Stop Phishing Scams

The Latest Phishes Sent to Penn Staters

You have a New File –OR– Greetings! New Memo from HR Department -OR-xxx

by

Phishing message from 1:06 p.m. on July 5, 2017

From: “Navjot Barney” <Navjot.Barney@xxx.xx>
Sent: Wednesday, July 5, 2017 1:06:14 PM
Subject: You have a New File

Greetings,

You have a message from the Human Resources Department.

Click here [<– link leads to a fake Outlook Web App login page in the telephonedepositiondirectory.com or charviassociates.net or alexender.tk domain] to view your message

Copyright © 2017 Pennsylvania State University. All rights reserved.

 

The slightly different message with the subject “Greetings! New Memo from HR Department” links to the same fake Outlook Web App login, but has a greeting that is personalized with the recipient’s email address.

new message from Pennsylvania State University

by

Penn Staters continue to receive variations of a phishing campaign that first showed up in early March of 2017. That message, reported in this linked post, looks the same as messages received today. The only difference in the messages is that the new ones direct users to a fake WebAccess page in the gdsecuritysolutions.com domain.

Payroll schedule message.

by

From: “Pennsylvania State University Support.” <W809018@usm.edu>
To: “;'” <W809018@usm.edu>
Sent: Tuesday, June 20, 2017 11:22:18 AM
Subject: Payroll schedule message.

1 New Notification Regarding Your 2017 Payroll

http://www.psu.edu/h/payr0ll/2017/f0rmspdf. [<– Link text is not the actual address. It goes to a fake WebAccess login in the beecompliant.net domain]

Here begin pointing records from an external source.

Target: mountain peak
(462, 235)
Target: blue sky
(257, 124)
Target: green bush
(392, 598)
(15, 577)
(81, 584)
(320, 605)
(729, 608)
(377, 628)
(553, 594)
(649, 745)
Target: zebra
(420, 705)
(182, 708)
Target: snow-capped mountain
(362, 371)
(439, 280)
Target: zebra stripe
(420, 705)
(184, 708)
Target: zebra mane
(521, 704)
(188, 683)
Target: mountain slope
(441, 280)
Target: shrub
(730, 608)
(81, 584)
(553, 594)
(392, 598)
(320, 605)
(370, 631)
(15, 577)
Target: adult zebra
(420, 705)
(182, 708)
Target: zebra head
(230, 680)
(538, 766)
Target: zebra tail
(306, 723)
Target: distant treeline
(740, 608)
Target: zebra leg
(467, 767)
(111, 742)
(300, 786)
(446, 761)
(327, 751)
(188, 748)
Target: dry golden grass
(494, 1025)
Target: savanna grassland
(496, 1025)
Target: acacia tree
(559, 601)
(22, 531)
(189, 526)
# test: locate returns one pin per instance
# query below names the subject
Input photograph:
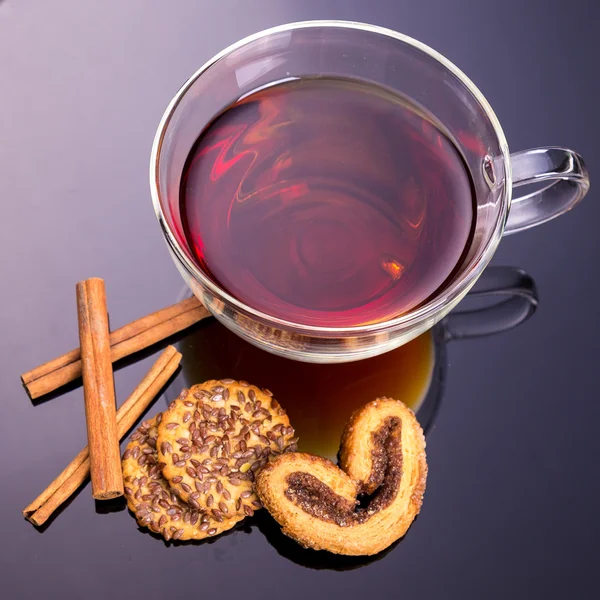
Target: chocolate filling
(318, 499)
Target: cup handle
(568, 182)
(517, 300)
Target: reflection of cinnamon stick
(99, 390)
(78, 469)
(127, 340)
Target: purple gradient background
(511, 509)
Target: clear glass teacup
(387, 58)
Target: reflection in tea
(319, 399)
(326, 202)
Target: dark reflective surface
(511, 508)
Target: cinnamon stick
(77, 471)
(99, 390)
(126, 340)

The Pennsylvania State University.

Verify your account.

by

From: “PennState Webmail” <xxxxxxx@psu.edu>
Date: Tue, Jun 20, 2017 08:16 AM
Subject: Verify your account.
To:

You have 1 important mail alert!

We strongly advise you should update your account and resolve the problem.

Click here [<– Link leads to a fake WebAccess page in the specialitapizzimenti.com domain] to proceed

Failure to do this will lead to your account been suspended or de-activated.

Thanks for your co-operation.

Regards,
PennState WebMail! Account Services

psu.edu UPDATE

by

Phishing message from 1:12 p.m. on June 19, 2017

From: “xxxxxxxxx (xxxxxxxxx)” <xxxxxxxx@assumption.edu>
Sent: Monday, June 19, 2017 1:12:57 PM
Subject: psu.edu UPDATE

Dear psu.edu User,

This is to inform you that psu.edu security center is shutting down some accounts due to congestion. This notification has been sent regardless of your last login date and you are required to access your account by clicking the link below to confirm usage and enjoy uninterrupted services.

Notification Date: June 19th, 2017

To update your services; Click UPDATE [<– Link leads to a fake Zimbra login page in the 000webhostapp.com domain]

The Account Update Team at psu.edu Mail! thank you for being on the network and apologize for any inconvenience caused.

ABOUT THIS MESSAGE:

This service message was delivered to you as a psu.edu Mail ! customer to provide you with account updates and information about your account benefits.